Навстречу нам попался киргиз. Мы осадили лошадей и наспех прочитали переданную им записку. Это была записка с заставы-начальник отряда беспокоился о нашей судьбе. Мы рванулись дальше, а посланец повернул своего коня и тоже помчался с нами. У него был отличный конь, он не отставал от меня, и теперь у меня был спутник, равный мне по скорости хода. Мы неслись рядом, и на полном скаку я закидывал его вопросами. Он, ломая русский язык, рассказал мне, что он почтальон, что обычно возит почту из Суфи-Кургана через Алай в Иркештам, а сейчас живет на заставе. Эту записку он вызвался передать нам потому, что его конь быстр, «как телеграф»,-это его сравнение,-и на таком коне он проскочит всюду, хоть через головы басмачей… Пригибаясь к шее коня, мой спутник поглядывал по сторонам и бормотал коню: «Эш… ыш-ш…»-и только одного не хотел-не хотел останавливаться, чтоб поджидать вместе со мною остальных. Мы все-таки останавливались и снова неслись. Наши лошади косили друг на друга крутые глаза, и ветер падал, оставаясь за нами. Стены конгломератов казались огнем, сквозь который мы должны проскочить, не сгорев. Спутник мой хвалил закирбаевскую кобылу. Халат его надулся за его спиной, как воздушный шар. Я знал, что кобыла моя чудесна, я почти не верил, что четверо суток до сегодняшнего дня Закирбай сам ветром носился на ней, почти не поил, почти не кормил ее, гонял дни и ночи. Всякая другая лошадь неминуемо пала бы, а эта вот не сбавляет замечательней скорости бега.
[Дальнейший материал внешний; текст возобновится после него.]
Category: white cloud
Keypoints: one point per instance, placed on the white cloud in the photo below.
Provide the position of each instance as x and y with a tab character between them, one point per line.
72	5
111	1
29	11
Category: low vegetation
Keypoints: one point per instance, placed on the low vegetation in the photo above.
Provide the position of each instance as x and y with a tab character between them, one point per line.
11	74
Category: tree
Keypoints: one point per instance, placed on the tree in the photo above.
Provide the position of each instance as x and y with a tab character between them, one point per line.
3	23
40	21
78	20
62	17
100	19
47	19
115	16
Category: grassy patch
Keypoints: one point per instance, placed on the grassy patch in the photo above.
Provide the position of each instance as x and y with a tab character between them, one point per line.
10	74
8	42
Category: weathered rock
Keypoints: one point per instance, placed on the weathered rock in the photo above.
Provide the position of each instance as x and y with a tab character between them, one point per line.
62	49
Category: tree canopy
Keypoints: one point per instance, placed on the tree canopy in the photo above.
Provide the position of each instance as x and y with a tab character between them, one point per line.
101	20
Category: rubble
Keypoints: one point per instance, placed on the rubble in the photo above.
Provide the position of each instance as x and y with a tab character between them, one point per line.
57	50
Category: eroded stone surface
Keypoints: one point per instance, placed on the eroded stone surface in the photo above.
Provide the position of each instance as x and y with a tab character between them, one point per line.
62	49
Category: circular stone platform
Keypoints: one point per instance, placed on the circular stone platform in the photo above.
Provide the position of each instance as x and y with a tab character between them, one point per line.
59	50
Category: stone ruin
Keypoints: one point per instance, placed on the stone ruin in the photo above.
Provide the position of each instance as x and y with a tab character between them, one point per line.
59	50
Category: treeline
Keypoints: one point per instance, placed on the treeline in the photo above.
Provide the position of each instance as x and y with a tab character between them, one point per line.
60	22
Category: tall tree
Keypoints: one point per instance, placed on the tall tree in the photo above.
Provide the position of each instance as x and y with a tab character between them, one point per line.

До заставы оставалось несколько километров. Я уже верил в удачу, а все же волновался и даже на этом скаку сдерживал рукой сердце, размашисто стучавшее, и сотню раз повторял себе: «Неужели проскочим? Проскочим, проскочим?» И в цокоте копыт было «проскочим», и уже в предпоследней перед заставой долине, у развалин старого могильника, на зеленой траве я осадил кобылу, спешился и сел на траву, чтобы в последний раз, подождать остальных. Мой спутник спешился тоже и угостил меня папиросой, и когда я закурил ее (я не курил уже сутки), то почувствовал, что мы наконец спасены. Вскочив на коней, мы присоединились ко всем и ехали дальше рысью. Стих «Неужели же мы наконец спасены?» плясал на моих губах, и я удивился, что вот сейчас само пришло ко мне знакомое стихотворение. За последним мысом открылась последняя в сегодняшнем пути долина, и в дальнем ее конце я увидел белую полоску здания заставы. Мы ехали шагом, зная уже, что теперь можно ехать шагом, и чтобы продлить ощущение радости-такой полной, что в горле от нее была теснота. Мы медленно подъезжали к заставе. На площадке ее, над рекой толпились люди, и я понял, что нас разглядывают в бинокли. Лучшим цветом на земле показался мне зеленый цвет гимнастерок этих людей. Переехав вброд реку, уже различая улыбающиеся нам лица, я взял крутую тропинку в галоп и выехал наверх, на площадку, в гущу пограничников, тесно обступивших меня. Мне жали наперебой руки, со всех сторон бежали красноармейцы, чтобы взглянуть на нас хоть одним глазком сквозь толпу, и усатый командир отряда, крякнув, улыбнувшись и положив на плечо мне ладонь, сказал:

— Вот это я понимаю… Выскочить живыми от басмачей!…

Нас трогали, щупали рваную одежду, нас торжественно повели в здание заставы, и командир отряда откупорил бутылку экспортного шампанского. Я спросил, откуда здесь шампанское, и он, добродушно усмехнувшись, сказал:

— Пейте!… Для вас все найдем!… Потом объясню.

А Любченко, милый Любченко, начальник заставы, уже тащил нам чистое красноармейское белье, полотенце и мыло и налаживал свой фотоаппарат.